This past year, I went through a period of silence.
My normal unhurried times with God, usually the bread of His presence and the wine of His tenderness, had become a famine, a sort of Eucharist of dissolution.
During many of those hours, God surprised me with tears. Not knowing fully why I cried, I remembered how an older gentleman explained to me that he felt, in a similar season, that the Holy Spirit wept through him. Looking back on that long stretch, I believe God knew I would be strengthened in no other way. I began to bow to God, and receive the strength of tears.
In Psalm 42, we hear out of the desperate cry of the son’s of Korah, “My tears have been my food.”
In my last blog post, I mentioned how the son’s described their soul panting, a visceral desperation, which leads us inward. Tears are what nourish us when the path becomes untamed.
The Son’s of Korah knew when nothing else worked, God designed tears to function as fuel for the grit we need, to stay under the long wait of suffering, and to learn the lessons for which He has ordained. Tears signal we no longer fight under the discipline, but have surrendered.
Not only have I walked through a famine of silence, but also of loss. It began with a friend’s memorial. I had said my goodbyes to her, kissed her forehead while she was still able to smile. I breathed a prayer of goodbye, and knew I would not see her again. But I didn’t cry, not in that hour. God saved that for the three hours we honored her, not so much as a saint, but a human being. In those hours, God fed me tears; and as I reflect, it was as though all of her convictions, shared so beautifully through others, fell like tear drops into the parched soil of my heart.
When tears feed us, we have synthesized the brokenness of our Lord Jesus in the garden, where he wailed to God through tears. The intensity of pressure he felt, caused him to sweat blood. He had nothing left but tears. Those tears fed Him, helped him settle it once for all, and most importantly, gave him endurance to finally hear the voice of His father, whispering, ‘without the shedding your blood, my dear Son, there will be no forgiveness for them.’ If we identify with Him in this hour of prayer, we will learn the value of tears to nourish us, and to comfort. He will take as long as necessary to teach us this lesson of surrender.
When Ginnette’s mom passed, I officiated her homecoming service. While I waited to speak, listening to the words of friends and loved ones, tears pressed out of my eyes, involuntarily. They were the food I needed to be strong for those who needed comfort.
Then this summer, at our staff conference, tears unexpectedly fell again. All across that outer court of the sanctuary called Moby Gym on the campus of Colorado State University, we watched as a man spoke. He told his story of rescue as an infant on the eve of the fall of Vietnam.

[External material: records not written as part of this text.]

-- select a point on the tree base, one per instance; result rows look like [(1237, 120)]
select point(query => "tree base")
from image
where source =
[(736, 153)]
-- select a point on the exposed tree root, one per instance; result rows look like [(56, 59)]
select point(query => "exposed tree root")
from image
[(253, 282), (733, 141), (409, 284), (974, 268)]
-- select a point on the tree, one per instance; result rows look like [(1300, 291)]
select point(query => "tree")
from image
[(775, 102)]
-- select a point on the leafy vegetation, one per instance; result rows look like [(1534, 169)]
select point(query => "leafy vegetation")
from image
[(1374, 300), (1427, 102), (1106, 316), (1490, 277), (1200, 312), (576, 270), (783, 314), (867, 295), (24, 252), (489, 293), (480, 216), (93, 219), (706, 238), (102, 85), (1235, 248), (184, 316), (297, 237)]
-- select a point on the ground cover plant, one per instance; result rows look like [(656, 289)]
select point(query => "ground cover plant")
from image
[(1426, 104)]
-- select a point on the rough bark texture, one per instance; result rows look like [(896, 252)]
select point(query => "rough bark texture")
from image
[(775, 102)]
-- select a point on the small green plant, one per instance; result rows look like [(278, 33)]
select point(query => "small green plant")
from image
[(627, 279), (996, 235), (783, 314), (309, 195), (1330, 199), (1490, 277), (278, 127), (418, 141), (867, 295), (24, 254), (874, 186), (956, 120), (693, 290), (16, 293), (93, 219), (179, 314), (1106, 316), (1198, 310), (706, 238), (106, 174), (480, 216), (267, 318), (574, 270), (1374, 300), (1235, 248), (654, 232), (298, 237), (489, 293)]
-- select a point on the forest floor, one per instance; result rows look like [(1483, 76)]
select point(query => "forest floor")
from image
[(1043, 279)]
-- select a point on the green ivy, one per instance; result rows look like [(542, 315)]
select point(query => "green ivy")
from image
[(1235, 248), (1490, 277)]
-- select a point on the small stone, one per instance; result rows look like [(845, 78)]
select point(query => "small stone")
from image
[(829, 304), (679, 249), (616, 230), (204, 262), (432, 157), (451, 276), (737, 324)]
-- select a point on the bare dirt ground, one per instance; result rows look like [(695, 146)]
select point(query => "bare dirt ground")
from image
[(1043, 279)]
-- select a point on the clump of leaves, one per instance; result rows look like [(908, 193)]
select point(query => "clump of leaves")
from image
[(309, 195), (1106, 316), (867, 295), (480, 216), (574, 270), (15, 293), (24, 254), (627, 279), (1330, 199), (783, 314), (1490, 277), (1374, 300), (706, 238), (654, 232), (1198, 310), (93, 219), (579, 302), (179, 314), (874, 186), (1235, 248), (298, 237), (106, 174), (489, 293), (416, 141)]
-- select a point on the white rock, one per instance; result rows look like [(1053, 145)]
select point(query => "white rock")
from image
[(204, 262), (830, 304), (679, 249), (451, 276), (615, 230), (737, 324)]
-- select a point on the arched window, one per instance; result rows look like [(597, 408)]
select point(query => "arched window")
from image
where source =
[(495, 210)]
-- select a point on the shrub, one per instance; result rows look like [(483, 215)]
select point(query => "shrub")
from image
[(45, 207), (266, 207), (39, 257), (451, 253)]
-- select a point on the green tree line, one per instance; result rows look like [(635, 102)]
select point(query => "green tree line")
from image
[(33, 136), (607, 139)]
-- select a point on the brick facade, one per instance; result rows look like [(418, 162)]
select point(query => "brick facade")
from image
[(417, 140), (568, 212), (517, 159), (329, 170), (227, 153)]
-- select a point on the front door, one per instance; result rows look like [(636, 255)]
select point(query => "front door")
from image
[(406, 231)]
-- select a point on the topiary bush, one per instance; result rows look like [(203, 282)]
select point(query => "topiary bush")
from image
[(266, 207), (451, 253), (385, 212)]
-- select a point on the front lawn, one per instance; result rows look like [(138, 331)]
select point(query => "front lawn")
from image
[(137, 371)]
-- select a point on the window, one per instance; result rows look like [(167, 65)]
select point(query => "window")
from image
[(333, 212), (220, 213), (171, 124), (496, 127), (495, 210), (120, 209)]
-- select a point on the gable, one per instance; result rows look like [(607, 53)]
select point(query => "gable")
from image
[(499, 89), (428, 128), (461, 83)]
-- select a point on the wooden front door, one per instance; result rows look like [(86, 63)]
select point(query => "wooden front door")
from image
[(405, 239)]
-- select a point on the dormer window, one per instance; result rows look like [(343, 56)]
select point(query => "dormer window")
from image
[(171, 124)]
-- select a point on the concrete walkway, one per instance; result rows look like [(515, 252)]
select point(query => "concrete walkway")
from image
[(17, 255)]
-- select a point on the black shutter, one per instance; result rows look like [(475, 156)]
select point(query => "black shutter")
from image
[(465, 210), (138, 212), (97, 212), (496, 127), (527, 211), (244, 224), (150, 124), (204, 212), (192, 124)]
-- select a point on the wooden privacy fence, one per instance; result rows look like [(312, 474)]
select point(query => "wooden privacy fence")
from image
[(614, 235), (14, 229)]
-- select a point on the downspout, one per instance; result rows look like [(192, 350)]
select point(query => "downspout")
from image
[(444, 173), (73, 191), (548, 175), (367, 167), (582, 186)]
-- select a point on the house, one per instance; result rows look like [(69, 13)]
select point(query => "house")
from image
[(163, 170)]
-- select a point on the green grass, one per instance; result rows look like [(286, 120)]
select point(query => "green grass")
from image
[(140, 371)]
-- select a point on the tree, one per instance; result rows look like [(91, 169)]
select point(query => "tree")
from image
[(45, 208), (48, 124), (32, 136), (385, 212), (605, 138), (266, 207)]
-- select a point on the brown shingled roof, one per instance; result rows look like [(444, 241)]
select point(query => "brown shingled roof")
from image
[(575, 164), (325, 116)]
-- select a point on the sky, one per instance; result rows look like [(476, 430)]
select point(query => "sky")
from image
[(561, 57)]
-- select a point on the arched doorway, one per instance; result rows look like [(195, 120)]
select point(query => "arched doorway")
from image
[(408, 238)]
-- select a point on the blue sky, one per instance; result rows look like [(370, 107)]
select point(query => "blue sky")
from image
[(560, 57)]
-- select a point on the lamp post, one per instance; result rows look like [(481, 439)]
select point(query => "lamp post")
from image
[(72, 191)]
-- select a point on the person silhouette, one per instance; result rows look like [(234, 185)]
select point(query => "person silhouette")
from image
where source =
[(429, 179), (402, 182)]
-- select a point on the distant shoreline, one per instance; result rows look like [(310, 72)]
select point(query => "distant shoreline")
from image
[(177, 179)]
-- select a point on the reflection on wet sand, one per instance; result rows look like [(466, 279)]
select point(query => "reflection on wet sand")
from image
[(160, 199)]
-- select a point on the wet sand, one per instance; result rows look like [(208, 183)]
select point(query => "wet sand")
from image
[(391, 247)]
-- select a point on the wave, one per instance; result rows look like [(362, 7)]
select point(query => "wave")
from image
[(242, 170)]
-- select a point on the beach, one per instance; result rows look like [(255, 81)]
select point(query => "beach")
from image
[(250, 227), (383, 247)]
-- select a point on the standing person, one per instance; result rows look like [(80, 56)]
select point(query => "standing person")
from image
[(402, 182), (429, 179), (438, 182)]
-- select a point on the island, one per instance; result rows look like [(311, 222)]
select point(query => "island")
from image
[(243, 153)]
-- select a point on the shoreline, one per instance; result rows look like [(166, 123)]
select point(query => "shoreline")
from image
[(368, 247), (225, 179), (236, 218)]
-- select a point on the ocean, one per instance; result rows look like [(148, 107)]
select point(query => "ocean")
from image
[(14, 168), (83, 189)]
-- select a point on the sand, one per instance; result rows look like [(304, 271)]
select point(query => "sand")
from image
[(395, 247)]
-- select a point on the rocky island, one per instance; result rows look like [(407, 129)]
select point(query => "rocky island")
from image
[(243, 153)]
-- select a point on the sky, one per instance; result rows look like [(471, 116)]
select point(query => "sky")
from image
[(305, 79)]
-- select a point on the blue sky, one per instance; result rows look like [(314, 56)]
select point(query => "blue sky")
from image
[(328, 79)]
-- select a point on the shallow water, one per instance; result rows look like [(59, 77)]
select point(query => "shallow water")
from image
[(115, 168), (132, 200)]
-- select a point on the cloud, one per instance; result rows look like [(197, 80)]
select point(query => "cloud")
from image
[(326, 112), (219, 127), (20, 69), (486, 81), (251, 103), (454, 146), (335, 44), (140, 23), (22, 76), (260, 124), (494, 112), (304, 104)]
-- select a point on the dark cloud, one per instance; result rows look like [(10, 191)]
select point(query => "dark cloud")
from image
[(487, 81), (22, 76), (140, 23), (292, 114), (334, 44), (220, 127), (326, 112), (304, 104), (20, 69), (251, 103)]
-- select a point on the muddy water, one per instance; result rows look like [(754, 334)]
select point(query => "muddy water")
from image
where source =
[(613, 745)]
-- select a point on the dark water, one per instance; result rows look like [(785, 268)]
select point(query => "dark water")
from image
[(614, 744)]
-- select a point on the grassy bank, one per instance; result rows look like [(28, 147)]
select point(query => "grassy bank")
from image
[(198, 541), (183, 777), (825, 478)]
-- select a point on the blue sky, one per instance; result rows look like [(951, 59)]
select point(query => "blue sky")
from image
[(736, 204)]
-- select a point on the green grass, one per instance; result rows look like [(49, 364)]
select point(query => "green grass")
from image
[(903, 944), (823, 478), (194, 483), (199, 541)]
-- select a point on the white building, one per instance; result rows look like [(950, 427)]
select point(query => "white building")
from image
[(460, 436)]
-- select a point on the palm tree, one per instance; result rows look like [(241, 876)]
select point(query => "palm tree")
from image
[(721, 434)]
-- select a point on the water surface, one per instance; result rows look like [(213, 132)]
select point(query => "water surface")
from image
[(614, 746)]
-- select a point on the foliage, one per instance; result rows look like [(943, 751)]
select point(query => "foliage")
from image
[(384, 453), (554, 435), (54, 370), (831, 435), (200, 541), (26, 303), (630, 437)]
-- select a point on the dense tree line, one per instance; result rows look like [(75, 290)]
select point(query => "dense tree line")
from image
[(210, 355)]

The ground he stood on seemed a holy place. What other explanation can be offered for the tears that flowed in those few minutes he addressed us. All across the expanse, people brushed a salty mist from their eyes. There was a moment when I knew why, and suddenly the enormity of the significance of tears began to dawn on me. We were suddenly on that beach with him, felt the raw fear of his parents seeing the boat had left, all hope of rescue gone, but then how miraculously it returned. We felt the break in his voice when he told how his mom tied him to her body, saying, “if you die, I die!” God broke into that moment, and those whose lives were gospel by name, became gospel by tears. It was tears God used to confirm the rightness of his words, and to help us fall in love again with the beauty and anguish that is the gospel. Without saying it, he asked us to identify with the tears of the world, and our response was to weep for our own brokenness. The tears were our food, our nourishment to receive this Gospel afresh, and be restored in our belief that He will move again in our time, through the brokenness of a generation, and the willingness of all to follow Him in tears of surrender.
Can you identify with Korah, “My tears have been my food?”
“Father, bring us to that place of famine, so that you may feed us. For unless we go there, we risk a conventional gospel, and an erroneous belief, that we can walk this road without the food of tears.”
Marvelous our friend – speaks to us. Thank you for sharing!!
There are no words, Kev. This speaks to such a depth of love and grief and hope and Jesus. Thank you.
I can’t say that I have been a place where my tears have been my food. I also find it too fearful for me to ask the Lord to take me there. He may do it at any moment, like so many (Job, Joseph, Jeremiah etc.). My daily desire is to be faithfully courageous if the Lord asks that sadness would be my food for His glory.
Thanks for your words, Will. I wouldn’t wish a season of tears on anyone. But then again, we don’t choose the times and seasons God has ordained. We walk by faith, trust Him, and take every moment to bring glory to Him. Whether it’s in tears or laughter, it’s the heart that matters most. Appreciate your desire to be faithfully courageous!